Toplumda oluşan tepkiler neticesinde televizyon kanallarından evlilik programları 3 yıl önce kaldırılmıştı. Evlilik programları kaldırılmasına kaldırıldı ama evlilik programlarından daha sakil olan programlar yayınına devam ediyor.

Kayıp kaçakları arama bahanesiyle televizyon kanallarında yapılan programlar gündüz vakti tüm melânetleri evlerimize taşıyor.

Sapığından katiline, yollusundan deyyusuna, toplum içinde ne kadar ruh hastası, ahlâk düşkünü varsa bu programlarla önümüze konuluyor.
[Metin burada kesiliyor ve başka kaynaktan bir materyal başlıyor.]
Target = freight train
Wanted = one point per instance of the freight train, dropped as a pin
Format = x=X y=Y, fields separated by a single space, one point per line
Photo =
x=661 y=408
Sanki toplum bu kişilerden ibaretmiş gibi hava oluşturuluyor.Sesleri kesilmesi gereken bu ruh hastası ve ahlâk düşkünü tipler bu programlar sayesinde sapıklıklarını, ahlâksızlıklarını rahatlıkla anlatabiliyorlar. Kendilerini ve yaptıklarını meşrulaştırıyorlar.
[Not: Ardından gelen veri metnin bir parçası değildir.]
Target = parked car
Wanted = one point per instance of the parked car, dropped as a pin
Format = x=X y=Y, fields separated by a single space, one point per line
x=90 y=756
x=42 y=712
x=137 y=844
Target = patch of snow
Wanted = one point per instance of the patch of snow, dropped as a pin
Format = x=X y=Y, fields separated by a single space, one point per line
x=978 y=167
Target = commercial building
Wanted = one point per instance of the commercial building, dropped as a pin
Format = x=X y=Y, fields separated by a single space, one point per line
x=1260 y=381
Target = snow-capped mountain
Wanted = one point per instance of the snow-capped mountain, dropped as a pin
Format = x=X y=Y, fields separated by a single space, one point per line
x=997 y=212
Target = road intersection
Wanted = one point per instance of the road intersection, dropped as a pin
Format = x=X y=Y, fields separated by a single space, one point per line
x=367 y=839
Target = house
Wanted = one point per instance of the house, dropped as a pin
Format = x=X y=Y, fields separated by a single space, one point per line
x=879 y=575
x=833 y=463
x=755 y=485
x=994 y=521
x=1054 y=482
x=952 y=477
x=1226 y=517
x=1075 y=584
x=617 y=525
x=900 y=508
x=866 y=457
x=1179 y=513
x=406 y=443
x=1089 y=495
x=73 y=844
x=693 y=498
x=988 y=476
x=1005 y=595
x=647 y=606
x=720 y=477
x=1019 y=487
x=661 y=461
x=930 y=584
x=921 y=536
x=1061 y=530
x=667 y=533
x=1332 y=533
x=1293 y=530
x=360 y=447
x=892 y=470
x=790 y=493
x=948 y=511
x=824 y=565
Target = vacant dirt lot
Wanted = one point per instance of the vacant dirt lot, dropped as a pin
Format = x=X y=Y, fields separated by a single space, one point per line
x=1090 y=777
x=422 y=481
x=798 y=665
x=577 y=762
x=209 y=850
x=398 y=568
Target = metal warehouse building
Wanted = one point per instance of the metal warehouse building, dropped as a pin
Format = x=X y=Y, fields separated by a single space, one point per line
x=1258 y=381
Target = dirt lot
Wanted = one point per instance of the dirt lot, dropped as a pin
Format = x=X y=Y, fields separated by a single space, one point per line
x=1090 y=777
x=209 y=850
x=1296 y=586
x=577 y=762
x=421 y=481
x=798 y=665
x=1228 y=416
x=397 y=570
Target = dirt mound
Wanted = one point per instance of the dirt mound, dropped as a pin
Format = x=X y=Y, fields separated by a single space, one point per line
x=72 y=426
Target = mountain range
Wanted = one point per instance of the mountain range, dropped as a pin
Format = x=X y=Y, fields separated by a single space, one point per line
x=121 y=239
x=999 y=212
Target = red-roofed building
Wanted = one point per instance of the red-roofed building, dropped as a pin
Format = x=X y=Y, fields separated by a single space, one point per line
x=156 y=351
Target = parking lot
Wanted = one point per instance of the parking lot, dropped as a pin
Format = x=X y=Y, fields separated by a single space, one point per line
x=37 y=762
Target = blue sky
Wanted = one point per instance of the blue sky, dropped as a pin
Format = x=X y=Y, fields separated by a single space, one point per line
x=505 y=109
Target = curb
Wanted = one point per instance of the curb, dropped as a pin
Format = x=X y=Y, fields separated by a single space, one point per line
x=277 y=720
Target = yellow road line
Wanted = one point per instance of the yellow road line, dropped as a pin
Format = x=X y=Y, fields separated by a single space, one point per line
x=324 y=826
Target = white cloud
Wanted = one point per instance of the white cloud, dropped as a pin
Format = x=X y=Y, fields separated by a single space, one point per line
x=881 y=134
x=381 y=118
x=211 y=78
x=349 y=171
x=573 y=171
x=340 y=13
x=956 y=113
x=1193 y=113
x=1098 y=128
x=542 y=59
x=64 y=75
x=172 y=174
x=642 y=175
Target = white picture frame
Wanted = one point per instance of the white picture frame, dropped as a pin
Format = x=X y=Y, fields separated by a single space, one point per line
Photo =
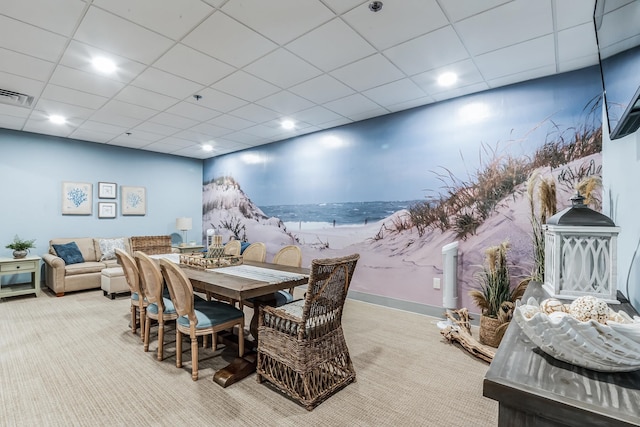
x=77 y=198
x=133 y=200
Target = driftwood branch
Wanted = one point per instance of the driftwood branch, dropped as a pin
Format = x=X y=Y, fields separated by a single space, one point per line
x=460 y=332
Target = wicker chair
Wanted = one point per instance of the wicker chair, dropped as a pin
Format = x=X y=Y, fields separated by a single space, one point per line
x=138 y=300
x=160 y=308
x=198 y=319
x=301 y=346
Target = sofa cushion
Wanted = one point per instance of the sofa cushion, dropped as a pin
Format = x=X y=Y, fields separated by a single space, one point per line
x=108 y=248
x=69 y=252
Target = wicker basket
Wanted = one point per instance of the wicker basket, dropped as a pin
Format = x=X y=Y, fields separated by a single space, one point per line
x=200 y=261
x=488 y=331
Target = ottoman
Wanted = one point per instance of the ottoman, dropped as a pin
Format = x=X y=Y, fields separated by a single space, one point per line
x=112 y=281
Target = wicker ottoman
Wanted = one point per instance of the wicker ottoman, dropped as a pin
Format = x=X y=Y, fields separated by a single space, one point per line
x=112 y=281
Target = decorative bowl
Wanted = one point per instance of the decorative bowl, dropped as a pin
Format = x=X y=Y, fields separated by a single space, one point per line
x=611 y=347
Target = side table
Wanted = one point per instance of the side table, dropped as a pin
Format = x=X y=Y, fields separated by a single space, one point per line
x=12 y=266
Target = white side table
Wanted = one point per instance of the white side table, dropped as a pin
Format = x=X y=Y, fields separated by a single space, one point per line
x=12 y=266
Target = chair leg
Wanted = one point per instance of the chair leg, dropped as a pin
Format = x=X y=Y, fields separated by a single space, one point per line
x=178 y=349
x=194 y=358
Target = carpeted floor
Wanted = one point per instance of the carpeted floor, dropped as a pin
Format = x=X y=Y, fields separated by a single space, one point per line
x=73 y=361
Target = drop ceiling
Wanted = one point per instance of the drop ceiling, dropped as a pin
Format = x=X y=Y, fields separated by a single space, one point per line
x=320 y=63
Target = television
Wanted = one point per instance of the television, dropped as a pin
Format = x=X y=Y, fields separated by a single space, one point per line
x=617 y=25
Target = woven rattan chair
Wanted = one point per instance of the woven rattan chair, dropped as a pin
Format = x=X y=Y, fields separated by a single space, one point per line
x=202 y=319
x=256 y=251
x=138 y=300
x=160 y=308
x=301 y=346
Her toplumda bu tiplerden vardır. Ben, bizim toplumumuzda bunlar yokmuş gibi davranmayalım demiyorum. Maalesef varlar. Lâkin, varlar diye de toplumun önüne çıkarmanın faydası yok zararı çok.

İslâm'ın mensuplarını mükellef kıldığı bir vazife de "Emr-i bi'l marûf ve nehy-i ani'l münker". En genel mânâsıyla, iyiliği-güzelliği emretmek ve kötülüklerden sakındırmak. Başta kendi nefsimiz olmak üzere aile ve çevremize iyiyi, güzeli, doğruyu söylemeye ve yapmaya yönlendirip kötülüklerden men etmeliyiz.
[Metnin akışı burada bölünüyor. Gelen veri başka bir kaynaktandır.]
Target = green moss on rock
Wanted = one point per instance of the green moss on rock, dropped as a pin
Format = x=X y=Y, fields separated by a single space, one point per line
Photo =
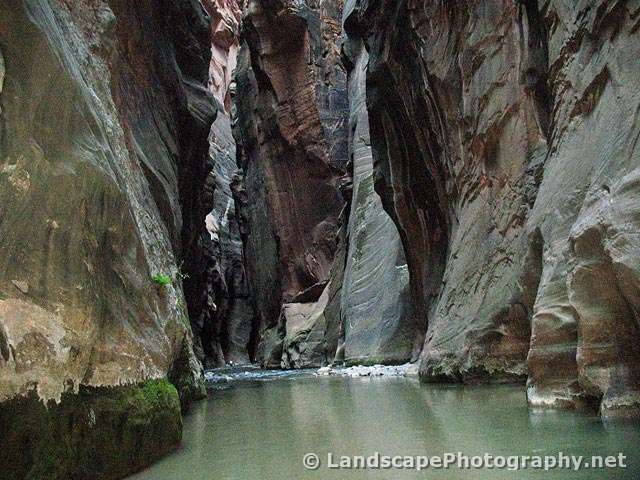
x=99 y=433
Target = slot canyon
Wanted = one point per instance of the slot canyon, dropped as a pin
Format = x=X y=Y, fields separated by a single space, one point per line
x=236 y=231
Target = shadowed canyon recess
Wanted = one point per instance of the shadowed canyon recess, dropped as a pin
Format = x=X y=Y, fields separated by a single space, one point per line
x=196 y=185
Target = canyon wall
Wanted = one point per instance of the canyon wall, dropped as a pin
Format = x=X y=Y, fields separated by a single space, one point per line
x=291 y=131
x=225 y=329
x=103 y=162
x=323 y=258
x=505 y=143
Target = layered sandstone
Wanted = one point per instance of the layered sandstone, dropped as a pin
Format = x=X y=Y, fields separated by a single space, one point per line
x=103 y=159
x=504 y=138
x=291 y=100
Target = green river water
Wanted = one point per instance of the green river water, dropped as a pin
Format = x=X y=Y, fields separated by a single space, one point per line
x=262 y=428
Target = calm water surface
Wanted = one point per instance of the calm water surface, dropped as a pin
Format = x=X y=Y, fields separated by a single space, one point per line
x=261 y=429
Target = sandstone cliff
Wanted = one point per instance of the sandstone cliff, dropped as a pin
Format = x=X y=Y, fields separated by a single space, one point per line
x=291 y=100
x=505 y=144
x=103 y=160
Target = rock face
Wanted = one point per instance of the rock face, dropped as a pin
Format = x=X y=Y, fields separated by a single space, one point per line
x=291 y=104
x=505 y=143
x=378 y=325
x=584 y=223
x=455 y=163
x=225 y=327
x=103 y=161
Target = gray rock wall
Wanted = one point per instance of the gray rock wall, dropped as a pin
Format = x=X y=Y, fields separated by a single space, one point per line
x=103 y=161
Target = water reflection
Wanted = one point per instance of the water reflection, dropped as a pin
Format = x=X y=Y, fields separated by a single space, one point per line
x=261 y=430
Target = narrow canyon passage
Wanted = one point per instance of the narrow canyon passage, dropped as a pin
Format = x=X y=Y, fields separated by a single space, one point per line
x=234 y=232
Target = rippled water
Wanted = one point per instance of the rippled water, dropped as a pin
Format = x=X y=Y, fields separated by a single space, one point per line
x=259 y=426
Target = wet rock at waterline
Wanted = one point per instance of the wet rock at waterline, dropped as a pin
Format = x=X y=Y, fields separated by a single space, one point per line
x=377 y=183
x=292 y=108
x=509 y=172
x=105 y=117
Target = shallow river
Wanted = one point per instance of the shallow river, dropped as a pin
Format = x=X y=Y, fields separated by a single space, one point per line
x=261 y=428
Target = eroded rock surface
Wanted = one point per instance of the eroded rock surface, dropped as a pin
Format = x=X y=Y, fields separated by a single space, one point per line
x=103 y=148
x=505 y=145
x=585 y=327
x=291 y=130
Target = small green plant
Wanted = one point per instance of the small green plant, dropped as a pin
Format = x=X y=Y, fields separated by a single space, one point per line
x=161 y=279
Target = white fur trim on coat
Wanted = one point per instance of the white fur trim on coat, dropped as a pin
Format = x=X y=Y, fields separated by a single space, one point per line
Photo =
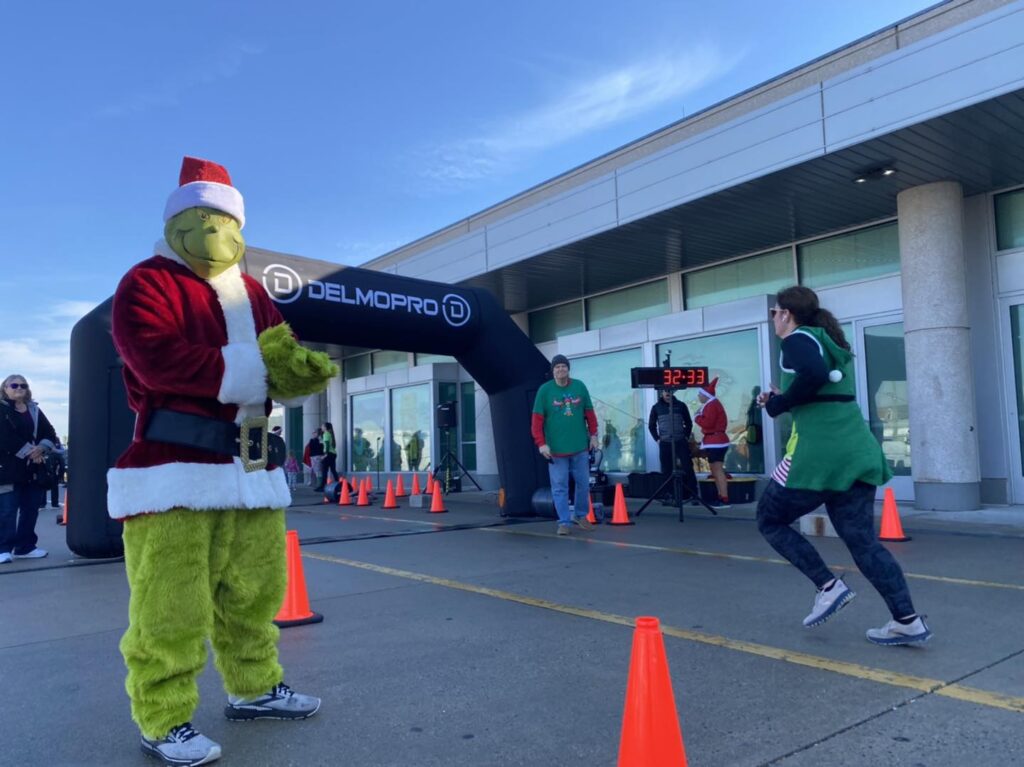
x=245 y=375
x=207 y=195
x=201 y=486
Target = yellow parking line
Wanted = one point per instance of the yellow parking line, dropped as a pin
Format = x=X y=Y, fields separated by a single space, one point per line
x=935 y=686
x=745 y=558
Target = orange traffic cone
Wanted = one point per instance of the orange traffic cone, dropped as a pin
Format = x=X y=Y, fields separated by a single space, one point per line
x=650 y=725
x=892 y=529
x=389 y=502
x=346 y=497
x=437 y=502
x=363 y=500
x=619 y=513
x=295 y=610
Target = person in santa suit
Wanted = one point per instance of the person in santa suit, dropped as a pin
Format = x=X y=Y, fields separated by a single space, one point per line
x=714 y=422
x=201 y=487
Mezkûr televizyon programları "Emr-i bi'l marûf ve nehy-i ani'l münker"in tam tersini yapıyorlar. İyiyi, güzeli, doğruyu değil kötüyü, çirkini, yanlışı yayıyorlar. Müsbetin değil menfinin sesi oluyorlar.

Her gün belediyeni çöp kamyonu evinizin önüne çöp dökmesiyle bu programların yaptıkları arasında bir fark yok. İstediğimiz kadar "Ben etkilenmiyorum" diyelim, hiçbir şey olmaza bile o çöpün kokusu üstümüze siner!..

Kötüyü, çirkini, yanlışı yayan bu programlar şuurlara alternatif oluşmasına da sebep oluyor; hani eskilerin deyimiyle, eşeğin aklına karpuz kabuğu düşürüyorlar.

Bu programlar menfiyi halkan telkin etme görevini de yapıyor. Kötüyü, çirkini, yanlışı her gün insanların gözüne sokarak ortadan kaldıramazsınız; adli vakaların artmasından da kalkmadığı belli. Sürekli iyiyi, güzeli, doğruyu anlatarak, göstererek toplumda menfilikler en aza iner.

Darbe marbe derken en büyük darbeyi buradan yiyoruz ve ne yazık ki bu darbeyi kanıksadık!